• avrupa'da devlet kavramının ortaya çıkışıyla ilgili kallavi bir kitap derlemiş (1975), bir tane de kendisi yazmıştır (1993). bu konuda otoritedir.
  • devletlerin, devlet`-`disi güç ve suç odaklarindan farklarinin devletliklerinden ileri geldigini savunan akademisyen.
  • devletler savaslari, savaslar devletleri yapar demistir. birilerini elestirdiginde, bunu cok usturuplu ve mizah dolu bir sekilde yapar. guzel bir ornek icin, huntington'u mahvettigi, does modernization breed revolution makalesini tavsiye ediyoruz.
  • savaş yapmayı ve devlet yapmayı suç olarak görür. devlet, koruma maliyetlerini de kapsadığını öne sürerek fiyatları yükseltir, fiyatların yükselmesine tepki gösteren insanları ise anarşistler ve iktidarı yıkmayı amaçlayan yıkıcılar olarak tanımlar. yani bir nevi devlet tehlikeyi kendisi yaratıp daha sonra tehlikeye karşı koruma sağlamaktadır. tüm bunlar, devlet var olmasa korunmaya ihtiyaç duyulur muydu sorusunu getirir insanın aklına. kısaca tilly, devletin koruma amaçlı haraç aldığını ve bunun organize bir suç olduğunu savunur.
  • maillerinin sonuna imza olarak chuck yazan pek bir yaşlı hoca.
  • sonunda bogustugu kanserin ensesine bir tokat patlatip aramizdan ayrilmis caliskan entellektuel.

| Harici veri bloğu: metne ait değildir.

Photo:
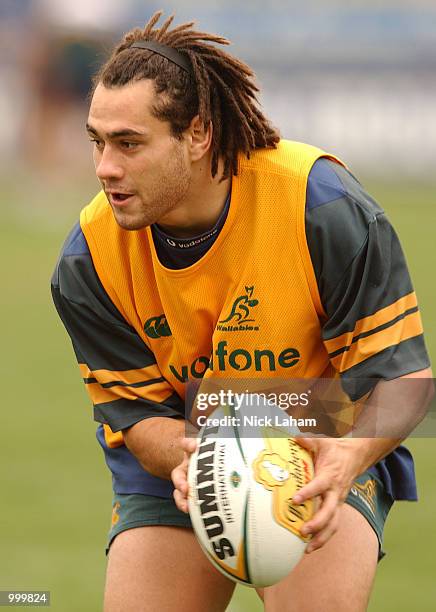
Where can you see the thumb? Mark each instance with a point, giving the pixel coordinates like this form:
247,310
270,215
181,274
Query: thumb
310,444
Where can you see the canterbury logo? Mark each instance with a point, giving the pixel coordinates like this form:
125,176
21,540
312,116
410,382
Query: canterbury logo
366,492
157,327
241,308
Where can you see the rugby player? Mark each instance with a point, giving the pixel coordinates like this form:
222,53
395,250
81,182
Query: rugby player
205,211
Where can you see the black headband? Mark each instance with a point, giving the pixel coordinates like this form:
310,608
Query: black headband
171,54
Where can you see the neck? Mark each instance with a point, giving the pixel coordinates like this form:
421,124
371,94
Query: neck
202,206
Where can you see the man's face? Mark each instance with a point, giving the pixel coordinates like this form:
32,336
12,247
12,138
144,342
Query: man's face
144,171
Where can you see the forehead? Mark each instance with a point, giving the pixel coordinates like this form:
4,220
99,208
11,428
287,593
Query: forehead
128,106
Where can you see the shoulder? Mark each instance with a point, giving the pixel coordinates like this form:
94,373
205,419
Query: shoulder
329,183
339,211
74,259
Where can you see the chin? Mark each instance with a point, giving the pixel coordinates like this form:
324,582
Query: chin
131,222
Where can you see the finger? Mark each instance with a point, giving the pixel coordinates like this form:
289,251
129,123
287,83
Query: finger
318,486
181,501
179,476
324,535
324,515
309,444
189,445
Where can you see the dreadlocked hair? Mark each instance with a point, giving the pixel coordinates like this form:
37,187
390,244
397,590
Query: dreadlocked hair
220,90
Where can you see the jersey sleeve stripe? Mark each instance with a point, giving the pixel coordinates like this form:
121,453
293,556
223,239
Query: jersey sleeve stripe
121,377
158,392
404,329
367,325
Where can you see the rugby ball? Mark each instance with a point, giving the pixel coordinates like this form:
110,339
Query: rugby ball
240,499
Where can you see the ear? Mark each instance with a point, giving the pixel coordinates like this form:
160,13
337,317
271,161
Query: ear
199,138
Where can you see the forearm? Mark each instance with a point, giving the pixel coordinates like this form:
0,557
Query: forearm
390,414
155,442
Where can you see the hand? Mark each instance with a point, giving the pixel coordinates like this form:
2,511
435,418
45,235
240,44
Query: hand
337,465
179,475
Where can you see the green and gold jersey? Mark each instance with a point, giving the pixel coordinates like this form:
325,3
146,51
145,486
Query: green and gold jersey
298,283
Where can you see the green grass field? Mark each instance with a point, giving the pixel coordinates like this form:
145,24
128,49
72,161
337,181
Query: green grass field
55,506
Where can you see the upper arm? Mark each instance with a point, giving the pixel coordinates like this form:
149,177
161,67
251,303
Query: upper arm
372,328
119,370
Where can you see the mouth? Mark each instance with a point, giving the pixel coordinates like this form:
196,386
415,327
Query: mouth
118,198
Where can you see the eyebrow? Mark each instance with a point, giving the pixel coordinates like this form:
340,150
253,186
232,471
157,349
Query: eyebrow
117,133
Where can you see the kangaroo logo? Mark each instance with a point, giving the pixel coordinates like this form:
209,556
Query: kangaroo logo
241,307
157,327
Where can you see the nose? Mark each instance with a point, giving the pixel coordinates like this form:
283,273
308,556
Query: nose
107,165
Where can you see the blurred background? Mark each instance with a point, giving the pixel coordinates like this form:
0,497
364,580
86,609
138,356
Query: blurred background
354,77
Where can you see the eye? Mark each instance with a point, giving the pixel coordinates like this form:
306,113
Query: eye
96,142
125,144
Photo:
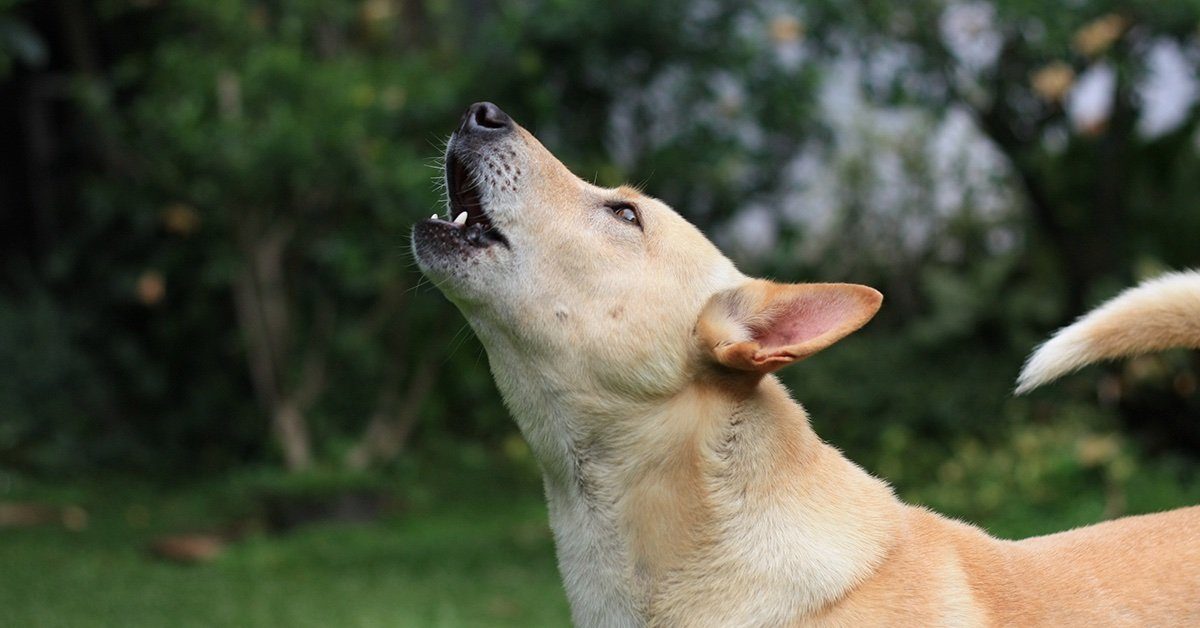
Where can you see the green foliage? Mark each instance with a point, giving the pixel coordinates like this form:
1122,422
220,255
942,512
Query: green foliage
237,237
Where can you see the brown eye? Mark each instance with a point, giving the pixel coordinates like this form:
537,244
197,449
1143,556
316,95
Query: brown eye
627,213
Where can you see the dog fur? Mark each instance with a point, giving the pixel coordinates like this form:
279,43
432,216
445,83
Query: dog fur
685,486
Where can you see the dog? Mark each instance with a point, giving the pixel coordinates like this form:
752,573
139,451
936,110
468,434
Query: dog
684,485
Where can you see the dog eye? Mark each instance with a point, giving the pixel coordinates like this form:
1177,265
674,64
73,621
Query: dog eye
627,213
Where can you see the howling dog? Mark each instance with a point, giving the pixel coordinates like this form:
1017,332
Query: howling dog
685,486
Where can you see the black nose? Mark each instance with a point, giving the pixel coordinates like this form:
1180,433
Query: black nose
484,118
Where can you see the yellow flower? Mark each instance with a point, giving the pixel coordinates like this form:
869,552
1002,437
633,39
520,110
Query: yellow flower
1098,35
1053,82
786,29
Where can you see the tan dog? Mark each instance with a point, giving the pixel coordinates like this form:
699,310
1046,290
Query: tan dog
685,486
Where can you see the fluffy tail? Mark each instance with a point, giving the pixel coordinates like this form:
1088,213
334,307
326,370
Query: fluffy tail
1157,315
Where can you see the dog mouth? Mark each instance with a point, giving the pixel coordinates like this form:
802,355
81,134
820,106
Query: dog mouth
467,213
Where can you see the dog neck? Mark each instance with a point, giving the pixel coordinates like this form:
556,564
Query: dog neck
657,510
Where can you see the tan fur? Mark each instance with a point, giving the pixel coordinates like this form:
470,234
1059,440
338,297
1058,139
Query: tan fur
687,488
1157,315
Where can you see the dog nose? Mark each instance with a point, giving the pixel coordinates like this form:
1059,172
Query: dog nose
485,118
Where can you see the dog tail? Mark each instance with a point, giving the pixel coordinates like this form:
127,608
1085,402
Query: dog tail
1157,315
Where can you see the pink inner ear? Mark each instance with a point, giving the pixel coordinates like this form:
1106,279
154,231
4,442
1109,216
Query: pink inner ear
803,320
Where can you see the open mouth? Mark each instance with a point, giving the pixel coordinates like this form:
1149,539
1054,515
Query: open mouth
467,213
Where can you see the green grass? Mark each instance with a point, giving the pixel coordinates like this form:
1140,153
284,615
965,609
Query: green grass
472,548
490,563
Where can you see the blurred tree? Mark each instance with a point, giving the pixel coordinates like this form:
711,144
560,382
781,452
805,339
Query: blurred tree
211,213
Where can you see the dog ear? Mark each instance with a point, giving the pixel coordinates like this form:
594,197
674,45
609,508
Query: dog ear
763,326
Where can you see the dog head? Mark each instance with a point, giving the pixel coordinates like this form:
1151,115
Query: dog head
593,295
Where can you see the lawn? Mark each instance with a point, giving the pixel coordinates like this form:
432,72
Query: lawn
469,548
485,561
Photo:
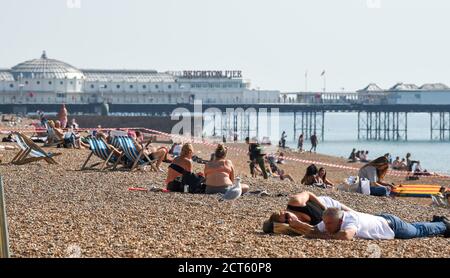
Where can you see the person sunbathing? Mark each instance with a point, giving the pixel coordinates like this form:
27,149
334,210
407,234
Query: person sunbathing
322,175
305,206
346,225
219,173
311,176
352,157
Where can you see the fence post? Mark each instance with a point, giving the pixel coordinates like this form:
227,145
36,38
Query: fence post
4,241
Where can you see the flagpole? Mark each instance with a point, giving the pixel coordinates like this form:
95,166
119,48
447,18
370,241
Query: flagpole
306,81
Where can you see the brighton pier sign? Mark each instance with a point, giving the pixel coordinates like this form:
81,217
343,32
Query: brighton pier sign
230,74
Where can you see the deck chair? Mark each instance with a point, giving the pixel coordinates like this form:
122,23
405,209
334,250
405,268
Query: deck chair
30,152
100,149
130,151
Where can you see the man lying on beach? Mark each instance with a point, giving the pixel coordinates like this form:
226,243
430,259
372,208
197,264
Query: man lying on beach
346,225
305,206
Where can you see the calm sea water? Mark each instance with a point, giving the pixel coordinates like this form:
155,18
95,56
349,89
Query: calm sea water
341,137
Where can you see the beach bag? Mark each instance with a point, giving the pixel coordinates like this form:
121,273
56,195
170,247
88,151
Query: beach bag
195,182
176,185
260,151
350,185
365,186
312,170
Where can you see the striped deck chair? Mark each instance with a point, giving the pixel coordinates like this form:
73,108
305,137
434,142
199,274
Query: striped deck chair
30,152
100,149
130,151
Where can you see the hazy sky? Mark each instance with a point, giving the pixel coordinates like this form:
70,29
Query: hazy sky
272,42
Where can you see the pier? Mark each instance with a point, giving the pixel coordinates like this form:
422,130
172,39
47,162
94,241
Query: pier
384,122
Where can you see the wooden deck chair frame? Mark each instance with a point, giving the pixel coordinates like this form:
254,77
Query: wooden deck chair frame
104,163
26,147
140,156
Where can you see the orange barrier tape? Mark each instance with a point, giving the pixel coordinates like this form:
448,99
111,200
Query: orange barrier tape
201,141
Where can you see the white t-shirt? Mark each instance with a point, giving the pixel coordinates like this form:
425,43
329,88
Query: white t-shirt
329,202
367,226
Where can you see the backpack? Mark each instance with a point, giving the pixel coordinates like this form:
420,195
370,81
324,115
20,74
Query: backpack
194,181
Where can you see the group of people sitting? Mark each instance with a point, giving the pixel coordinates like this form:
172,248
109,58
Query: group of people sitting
325,218
217,177
413,166
358,156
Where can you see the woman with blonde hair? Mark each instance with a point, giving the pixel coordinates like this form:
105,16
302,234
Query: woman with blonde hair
375,171
219,173
180,164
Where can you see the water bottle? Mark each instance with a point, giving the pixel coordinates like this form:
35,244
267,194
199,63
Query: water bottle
237,181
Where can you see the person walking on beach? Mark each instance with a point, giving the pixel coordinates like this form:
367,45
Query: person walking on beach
346,225
300,143
256,157
283,139
314,142
62,116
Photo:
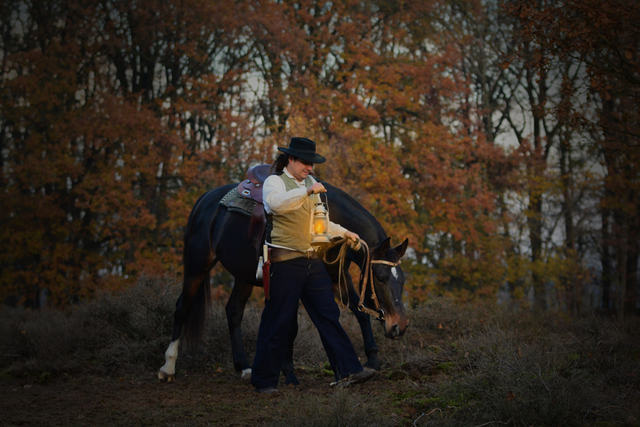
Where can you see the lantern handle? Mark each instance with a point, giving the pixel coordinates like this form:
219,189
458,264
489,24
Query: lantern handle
326,203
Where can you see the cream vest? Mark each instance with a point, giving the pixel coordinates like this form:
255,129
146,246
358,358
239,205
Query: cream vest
293,229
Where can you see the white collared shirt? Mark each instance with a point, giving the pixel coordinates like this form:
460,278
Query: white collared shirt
277,200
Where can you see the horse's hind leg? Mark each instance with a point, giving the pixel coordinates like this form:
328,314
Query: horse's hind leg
194,288
235,311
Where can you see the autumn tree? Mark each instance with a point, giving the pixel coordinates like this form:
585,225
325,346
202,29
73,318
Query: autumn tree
115,115
603,36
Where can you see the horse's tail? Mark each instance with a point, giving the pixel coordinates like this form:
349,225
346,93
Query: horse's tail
196,319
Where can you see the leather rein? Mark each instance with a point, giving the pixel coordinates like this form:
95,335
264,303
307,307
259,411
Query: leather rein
366,271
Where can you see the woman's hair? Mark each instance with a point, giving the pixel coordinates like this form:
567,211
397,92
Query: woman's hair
282,160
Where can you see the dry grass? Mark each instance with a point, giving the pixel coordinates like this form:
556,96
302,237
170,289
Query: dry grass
471,365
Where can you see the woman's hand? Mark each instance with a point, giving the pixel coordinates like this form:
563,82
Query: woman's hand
316,188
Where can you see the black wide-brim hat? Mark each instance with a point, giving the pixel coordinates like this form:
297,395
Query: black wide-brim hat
304,149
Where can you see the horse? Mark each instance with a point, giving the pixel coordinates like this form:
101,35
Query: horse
215,233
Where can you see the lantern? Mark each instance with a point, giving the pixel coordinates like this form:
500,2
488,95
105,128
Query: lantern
321,237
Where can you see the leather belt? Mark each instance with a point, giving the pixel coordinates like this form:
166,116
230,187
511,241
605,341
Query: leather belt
281,254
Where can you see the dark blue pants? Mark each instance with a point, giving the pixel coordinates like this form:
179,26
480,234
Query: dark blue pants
306,280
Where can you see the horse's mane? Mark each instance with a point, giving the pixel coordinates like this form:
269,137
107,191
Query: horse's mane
355,216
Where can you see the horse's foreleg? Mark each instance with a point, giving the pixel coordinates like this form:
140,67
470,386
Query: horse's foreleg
235,311
364,320
287,366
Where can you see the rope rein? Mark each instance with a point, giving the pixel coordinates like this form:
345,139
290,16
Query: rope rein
366,271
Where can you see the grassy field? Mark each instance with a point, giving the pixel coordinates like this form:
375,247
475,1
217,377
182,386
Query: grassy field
471,365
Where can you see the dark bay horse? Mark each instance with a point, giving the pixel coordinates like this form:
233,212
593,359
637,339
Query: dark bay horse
215,233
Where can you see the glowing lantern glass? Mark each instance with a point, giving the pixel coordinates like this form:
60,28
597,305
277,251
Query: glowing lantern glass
321,238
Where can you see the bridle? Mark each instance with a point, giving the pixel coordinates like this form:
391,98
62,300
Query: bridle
366,271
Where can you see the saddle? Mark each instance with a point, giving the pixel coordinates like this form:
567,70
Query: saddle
251,188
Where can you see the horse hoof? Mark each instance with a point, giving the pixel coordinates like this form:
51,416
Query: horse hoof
164,377
292,380
246,374
372,364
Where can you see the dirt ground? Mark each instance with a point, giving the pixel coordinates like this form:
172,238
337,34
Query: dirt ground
201,399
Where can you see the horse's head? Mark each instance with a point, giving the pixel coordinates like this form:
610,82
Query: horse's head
387,279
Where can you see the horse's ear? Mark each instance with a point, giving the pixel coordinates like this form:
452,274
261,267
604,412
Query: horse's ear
401,248
381,250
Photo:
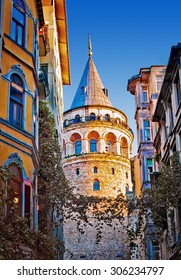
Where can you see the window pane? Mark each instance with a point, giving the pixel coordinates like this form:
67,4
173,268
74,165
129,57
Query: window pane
20,35
11,111
96,186
19,115
16,95
78,147
18,16
13,30
93,146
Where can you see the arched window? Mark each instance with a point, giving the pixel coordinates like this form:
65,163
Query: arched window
107,117
65,123
64,147
108,146
16,101
95,169
77,118
92,116
18,22
124,147
93,145
96,185
15,189
78,147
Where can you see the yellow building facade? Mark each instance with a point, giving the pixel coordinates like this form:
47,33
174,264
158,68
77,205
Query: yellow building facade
20,23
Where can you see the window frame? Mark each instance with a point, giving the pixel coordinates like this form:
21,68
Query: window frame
147,130
93,145
16,101
148,166
96,185
78,147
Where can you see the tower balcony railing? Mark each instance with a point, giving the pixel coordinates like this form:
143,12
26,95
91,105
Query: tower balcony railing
87,119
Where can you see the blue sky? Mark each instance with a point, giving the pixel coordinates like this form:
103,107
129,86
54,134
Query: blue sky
126,36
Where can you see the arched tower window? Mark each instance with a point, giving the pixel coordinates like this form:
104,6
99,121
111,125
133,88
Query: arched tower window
108,147
92,116
77,118
124,147
78,147
77,143
93,138
16,101
64,147
107,117
96,185
93,145
18,22
110,143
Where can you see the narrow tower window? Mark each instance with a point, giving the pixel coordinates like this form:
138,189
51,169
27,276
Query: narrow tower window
78,147
77,171
93,145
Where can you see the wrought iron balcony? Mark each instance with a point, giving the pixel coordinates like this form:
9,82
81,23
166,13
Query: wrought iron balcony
43,85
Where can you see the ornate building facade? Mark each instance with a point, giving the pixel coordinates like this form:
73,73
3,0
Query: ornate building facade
146,88
97,144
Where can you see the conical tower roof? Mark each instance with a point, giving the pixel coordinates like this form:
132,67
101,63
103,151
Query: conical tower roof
91,90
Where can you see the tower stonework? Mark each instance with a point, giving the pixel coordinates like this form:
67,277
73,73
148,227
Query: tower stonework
97,144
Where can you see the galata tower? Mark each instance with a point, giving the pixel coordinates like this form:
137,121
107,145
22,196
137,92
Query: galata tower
97,144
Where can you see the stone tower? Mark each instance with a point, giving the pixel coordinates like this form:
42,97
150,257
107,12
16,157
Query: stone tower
97,143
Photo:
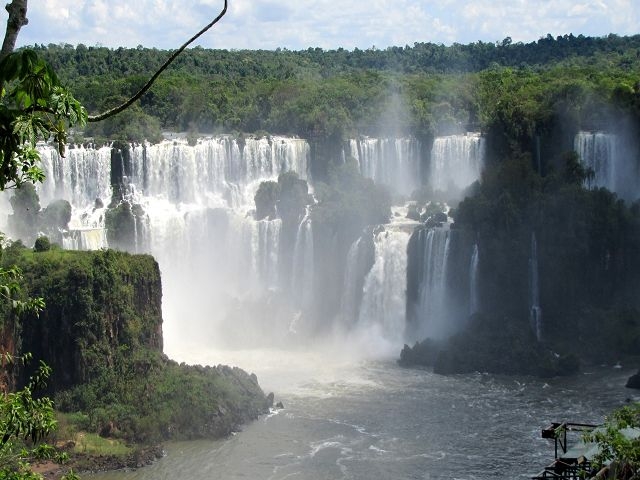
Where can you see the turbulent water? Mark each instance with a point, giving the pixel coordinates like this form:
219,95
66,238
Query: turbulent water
394,162
456,161
350,411
349,419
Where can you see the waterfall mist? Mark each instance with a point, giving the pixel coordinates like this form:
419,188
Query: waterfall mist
611,160
234,280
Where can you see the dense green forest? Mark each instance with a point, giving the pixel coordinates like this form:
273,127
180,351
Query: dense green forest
424,89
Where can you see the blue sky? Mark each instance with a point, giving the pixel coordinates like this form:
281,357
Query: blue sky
298,24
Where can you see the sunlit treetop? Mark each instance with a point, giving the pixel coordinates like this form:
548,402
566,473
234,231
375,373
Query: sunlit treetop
34,107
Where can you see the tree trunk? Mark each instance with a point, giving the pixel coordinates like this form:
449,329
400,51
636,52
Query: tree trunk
17,19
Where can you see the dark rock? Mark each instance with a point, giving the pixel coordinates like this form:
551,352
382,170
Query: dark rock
413,213
440,217
421,354
634,381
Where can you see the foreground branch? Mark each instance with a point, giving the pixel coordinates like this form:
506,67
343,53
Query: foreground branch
128,103
17,19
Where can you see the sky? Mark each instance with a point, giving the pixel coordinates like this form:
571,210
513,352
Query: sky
299,24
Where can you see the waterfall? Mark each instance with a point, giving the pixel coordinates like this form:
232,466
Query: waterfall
193,211
456,162
535,311
428,314
81,177
382,312
597,151
474,303
302,278
394,163
216,172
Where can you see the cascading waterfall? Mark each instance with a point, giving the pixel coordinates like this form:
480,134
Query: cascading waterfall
535,310
474,303
194,205
597,151
382,312
432,309
393,162
80,177
353,283
302,278
456,162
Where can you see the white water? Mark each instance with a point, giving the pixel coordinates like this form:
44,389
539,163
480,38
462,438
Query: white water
474,301
382,312
535,311
393,162
303,264
349,419
456,162
434,319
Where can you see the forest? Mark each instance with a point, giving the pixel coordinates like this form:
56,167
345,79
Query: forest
534,200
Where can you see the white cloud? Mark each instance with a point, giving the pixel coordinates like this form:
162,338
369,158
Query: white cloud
324,23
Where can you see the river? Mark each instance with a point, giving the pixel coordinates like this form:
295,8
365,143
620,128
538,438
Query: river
363,419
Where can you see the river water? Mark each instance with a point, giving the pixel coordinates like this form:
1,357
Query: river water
363,419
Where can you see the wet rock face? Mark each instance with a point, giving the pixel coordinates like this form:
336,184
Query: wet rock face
634,381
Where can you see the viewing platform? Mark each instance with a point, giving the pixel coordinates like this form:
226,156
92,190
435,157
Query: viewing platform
575,462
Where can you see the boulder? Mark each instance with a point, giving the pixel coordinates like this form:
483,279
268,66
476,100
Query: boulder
634,381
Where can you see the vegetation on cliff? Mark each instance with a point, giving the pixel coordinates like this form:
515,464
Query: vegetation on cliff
101,331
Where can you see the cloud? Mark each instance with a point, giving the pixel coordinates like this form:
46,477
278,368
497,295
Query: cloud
298,24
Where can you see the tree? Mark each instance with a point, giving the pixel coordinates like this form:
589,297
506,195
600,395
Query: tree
35,106
618,447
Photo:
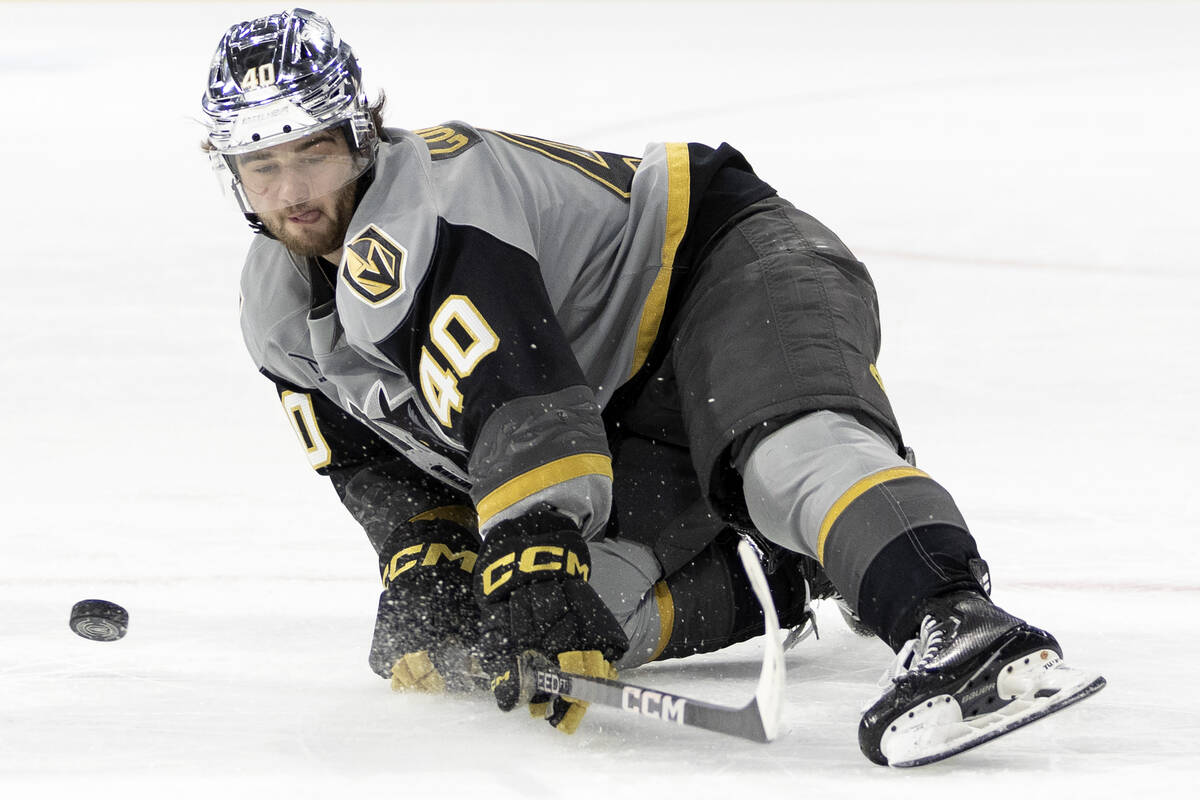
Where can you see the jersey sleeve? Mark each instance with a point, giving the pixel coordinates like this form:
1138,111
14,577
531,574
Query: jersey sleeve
377,486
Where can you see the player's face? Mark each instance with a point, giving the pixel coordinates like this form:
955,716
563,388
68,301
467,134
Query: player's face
304,191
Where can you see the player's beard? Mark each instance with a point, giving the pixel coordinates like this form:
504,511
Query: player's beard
321,238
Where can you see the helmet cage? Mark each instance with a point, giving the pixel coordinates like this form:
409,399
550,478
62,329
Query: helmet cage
277,79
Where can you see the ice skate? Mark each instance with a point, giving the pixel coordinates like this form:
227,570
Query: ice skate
975,673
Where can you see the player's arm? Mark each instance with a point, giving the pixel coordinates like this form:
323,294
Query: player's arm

    yazdiklarinin kafa aciciligina ek olarak entellektuel olma yollarinda tokezleyen, bogusan genc akademisyen adaylarina da yasayan bir ornekti kendisi. bundan 3 sene evvel ogrencisi javier aujero'nun kendisiyle yaptigi bir soylesiyi dinleme firsatina erismis, mutevaziligine, kendi uretkenligi hakkinda umarsiz yaklasimina hayran kalmistim.

    soylesinin bir noktasinda javier "chuck, biliyorum cok aptal bir soru ama benim gibi herkez merak ediyor...nasi yapiyosun? ne ediyosun da bu kadar uretken yaziyosun" tadinda bir soru sormustu. chuck da soyle kocaman hafif utangac gulumsemis, "longer working days*" cevabini vermisti.

    gecenin bir korunde terkettigi kutuphaneye sabahin korunde dondugu de rivayet edilir idi. hem ayricalikli bir kafa, hem de ayricalikli bir isciydi tilly.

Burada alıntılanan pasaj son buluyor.